Jimmy didn't say anything. Velma didn't say anything. Jimmy's daddy sat there for a few moments and then took a long look at both of them.

“I said where's Evelyn?” Jimmy's daddy said.

Velma didn't say anything, so it had to fall on Jimmy to take up the slack.

“I think she's back there in the bedroom,” Jimmy said, concentrating like hell on changing channels with the remote.

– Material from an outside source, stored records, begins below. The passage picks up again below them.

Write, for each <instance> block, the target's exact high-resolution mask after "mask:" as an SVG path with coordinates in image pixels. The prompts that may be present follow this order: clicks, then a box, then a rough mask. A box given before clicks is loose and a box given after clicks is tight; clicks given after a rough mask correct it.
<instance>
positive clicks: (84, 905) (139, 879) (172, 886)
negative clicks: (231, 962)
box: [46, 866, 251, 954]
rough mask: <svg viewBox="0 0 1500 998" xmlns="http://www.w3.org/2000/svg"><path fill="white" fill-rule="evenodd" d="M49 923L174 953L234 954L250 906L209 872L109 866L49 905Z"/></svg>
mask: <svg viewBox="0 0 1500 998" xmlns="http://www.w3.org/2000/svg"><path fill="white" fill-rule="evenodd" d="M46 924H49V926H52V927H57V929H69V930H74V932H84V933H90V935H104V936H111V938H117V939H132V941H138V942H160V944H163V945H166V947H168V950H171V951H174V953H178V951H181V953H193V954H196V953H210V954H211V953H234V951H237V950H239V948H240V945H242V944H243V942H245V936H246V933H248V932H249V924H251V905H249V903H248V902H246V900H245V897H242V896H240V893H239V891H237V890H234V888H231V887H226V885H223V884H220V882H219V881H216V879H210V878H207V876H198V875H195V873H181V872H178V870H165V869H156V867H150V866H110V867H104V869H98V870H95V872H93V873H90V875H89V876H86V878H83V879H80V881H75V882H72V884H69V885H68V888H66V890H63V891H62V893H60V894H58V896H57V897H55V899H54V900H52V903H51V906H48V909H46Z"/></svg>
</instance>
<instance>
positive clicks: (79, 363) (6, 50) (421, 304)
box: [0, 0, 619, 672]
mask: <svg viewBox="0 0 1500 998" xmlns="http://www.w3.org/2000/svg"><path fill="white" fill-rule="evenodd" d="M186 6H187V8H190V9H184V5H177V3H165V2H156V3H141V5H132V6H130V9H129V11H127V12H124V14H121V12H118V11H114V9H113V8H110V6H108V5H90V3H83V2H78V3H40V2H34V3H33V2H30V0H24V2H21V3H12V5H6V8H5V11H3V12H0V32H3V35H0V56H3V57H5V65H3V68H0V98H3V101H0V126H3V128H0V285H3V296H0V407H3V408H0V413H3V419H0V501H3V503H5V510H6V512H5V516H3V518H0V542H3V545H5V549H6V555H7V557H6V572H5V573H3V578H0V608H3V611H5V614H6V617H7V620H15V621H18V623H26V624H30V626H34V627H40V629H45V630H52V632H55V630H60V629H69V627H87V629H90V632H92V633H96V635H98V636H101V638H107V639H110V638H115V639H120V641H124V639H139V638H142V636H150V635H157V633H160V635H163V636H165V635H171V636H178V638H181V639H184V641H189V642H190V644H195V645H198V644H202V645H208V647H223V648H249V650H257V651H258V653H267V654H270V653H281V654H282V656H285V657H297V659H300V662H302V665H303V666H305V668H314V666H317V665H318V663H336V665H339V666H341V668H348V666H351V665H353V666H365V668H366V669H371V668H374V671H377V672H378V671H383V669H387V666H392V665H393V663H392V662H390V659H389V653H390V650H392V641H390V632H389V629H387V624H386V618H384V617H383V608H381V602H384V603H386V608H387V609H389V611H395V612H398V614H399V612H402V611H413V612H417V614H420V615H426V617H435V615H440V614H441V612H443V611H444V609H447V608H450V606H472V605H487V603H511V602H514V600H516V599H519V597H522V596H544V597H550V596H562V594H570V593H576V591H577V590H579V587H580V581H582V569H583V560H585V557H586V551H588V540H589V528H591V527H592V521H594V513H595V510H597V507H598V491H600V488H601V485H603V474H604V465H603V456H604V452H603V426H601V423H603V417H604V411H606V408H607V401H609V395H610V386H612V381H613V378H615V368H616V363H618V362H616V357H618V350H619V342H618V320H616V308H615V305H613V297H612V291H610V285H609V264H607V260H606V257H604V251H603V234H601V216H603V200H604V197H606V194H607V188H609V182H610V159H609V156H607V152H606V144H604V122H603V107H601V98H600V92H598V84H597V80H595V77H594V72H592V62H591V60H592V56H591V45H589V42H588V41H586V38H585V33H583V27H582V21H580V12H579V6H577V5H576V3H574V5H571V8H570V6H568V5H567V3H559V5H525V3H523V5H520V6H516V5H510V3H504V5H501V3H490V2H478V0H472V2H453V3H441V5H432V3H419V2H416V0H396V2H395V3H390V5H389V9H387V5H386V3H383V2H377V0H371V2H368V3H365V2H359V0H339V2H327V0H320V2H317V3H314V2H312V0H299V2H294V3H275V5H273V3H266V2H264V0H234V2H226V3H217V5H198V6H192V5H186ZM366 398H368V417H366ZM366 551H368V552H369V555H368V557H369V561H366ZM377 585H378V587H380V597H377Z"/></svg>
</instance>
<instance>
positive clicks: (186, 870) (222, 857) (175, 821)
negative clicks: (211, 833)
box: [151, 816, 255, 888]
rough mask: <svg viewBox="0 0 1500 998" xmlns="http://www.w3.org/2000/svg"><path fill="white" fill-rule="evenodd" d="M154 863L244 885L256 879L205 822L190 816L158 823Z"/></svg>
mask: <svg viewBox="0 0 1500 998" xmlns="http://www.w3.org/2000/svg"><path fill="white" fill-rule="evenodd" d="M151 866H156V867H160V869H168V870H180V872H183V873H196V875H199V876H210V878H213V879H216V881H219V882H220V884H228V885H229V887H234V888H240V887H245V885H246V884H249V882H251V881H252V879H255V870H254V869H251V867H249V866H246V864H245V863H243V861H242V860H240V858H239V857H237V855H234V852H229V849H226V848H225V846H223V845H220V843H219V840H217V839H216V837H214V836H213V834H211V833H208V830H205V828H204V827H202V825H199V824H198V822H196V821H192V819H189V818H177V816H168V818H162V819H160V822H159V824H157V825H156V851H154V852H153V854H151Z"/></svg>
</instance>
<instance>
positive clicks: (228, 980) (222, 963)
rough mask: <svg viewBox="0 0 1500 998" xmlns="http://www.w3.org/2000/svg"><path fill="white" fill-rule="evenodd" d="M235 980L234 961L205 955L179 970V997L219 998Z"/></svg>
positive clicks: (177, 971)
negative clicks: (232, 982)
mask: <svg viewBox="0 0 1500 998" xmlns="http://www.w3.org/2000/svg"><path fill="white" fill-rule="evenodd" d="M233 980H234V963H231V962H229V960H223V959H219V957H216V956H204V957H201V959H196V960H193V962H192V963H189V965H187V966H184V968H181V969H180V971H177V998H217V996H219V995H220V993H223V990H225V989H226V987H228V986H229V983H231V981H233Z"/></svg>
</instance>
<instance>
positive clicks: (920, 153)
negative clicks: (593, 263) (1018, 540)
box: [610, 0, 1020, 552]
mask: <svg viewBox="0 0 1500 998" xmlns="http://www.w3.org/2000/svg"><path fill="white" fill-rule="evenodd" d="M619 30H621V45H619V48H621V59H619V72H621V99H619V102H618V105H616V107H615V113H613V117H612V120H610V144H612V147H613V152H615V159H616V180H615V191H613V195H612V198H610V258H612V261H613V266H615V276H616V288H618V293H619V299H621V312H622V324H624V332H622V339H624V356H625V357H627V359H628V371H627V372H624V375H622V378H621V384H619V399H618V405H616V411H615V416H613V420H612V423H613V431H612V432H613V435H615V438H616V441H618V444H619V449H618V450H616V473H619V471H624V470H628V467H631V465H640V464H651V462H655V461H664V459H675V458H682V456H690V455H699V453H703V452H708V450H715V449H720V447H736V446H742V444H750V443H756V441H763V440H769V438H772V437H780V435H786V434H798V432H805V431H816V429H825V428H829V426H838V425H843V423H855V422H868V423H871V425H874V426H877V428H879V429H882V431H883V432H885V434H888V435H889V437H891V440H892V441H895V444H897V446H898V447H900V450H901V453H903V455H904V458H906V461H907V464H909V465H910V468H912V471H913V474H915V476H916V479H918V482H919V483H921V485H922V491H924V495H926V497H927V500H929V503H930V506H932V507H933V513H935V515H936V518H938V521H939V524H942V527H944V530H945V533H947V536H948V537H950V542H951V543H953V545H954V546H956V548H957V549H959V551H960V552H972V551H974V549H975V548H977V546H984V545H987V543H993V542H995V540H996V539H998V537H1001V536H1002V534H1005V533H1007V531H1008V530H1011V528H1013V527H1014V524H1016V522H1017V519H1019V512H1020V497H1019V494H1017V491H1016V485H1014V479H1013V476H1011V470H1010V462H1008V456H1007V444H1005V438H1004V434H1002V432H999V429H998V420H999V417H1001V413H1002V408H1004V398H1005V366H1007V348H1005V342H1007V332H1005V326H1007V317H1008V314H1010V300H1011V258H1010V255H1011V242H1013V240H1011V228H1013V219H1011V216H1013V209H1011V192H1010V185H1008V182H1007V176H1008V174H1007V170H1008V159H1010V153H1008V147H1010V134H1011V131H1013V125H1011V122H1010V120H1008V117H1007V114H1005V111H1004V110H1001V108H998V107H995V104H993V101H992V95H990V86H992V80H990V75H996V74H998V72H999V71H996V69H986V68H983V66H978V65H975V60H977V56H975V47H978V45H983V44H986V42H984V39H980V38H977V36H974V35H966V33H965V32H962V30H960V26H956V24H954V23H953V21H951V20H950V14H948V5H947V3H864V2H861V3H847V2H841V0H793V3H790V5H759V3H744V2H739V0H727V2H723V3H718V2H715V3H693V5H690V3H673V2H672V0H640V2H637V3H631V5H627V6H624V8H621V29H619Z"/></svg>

Jimmy's daddy turned his head to look down the hall at the closed door to that bedroom. Then he turned back around and took another drink of his beer.

“What's she doing in the bedroom at this time of day?” he said. “Hell, it ain't but four thirty. She sick?”

Jimmy thought he'd let Velma catch this one, but she was evidently
a tough little cookie with plans for her five dollars. She kept her mouth shut, so Jimmy had to answer again.

“I don't know,” he said.

“Why hell,” Jimmy's daddy said, and stood up. He turned to Velma, still standing in the kitchen, trying to put the bread away. “Velma.”

She looked up.

“Yes sir?”

“Is your sister sick?”

Velma shook her head, her long black hair shaking for a moment, dark eyes enormous, lovely, and scared.

“Can you not talk?” Jimmy's daddy said, and took another drink of his beer. Jimmy started getting a little nervous. There were clumps of red mud on the carpet. Some of them had pine needles stuck in them. And
gravel.
It was only a matter of time until his daddy saw them.

“Yes sir,” she said. “I can talk.”

“Well answer me then when I ask you a question. You hear?”

“Yes sir,” she said. “I hear.”

“All right, then, goddamn it,” Jimmy's daddy said. “Is Evelyn sick?”

“I don't know,” she whispered.

“Well, how long's she been in the bedroom?” Jimmy's daddy said.

“She's been back there about thirty minutes,” Jimmy said, just to kind of keep the ball rolling.

“Well, is she sick?” Jimmy's daddy said.

“I don't know,” Jimmy said.

“Y'all don't know very damn much,” Jimmy's daddy said, and took another drink of his beer. Then he went back to his bedroom and stayed in there for about five seconds and came back out with a coat. He stopped in front of Jimmy.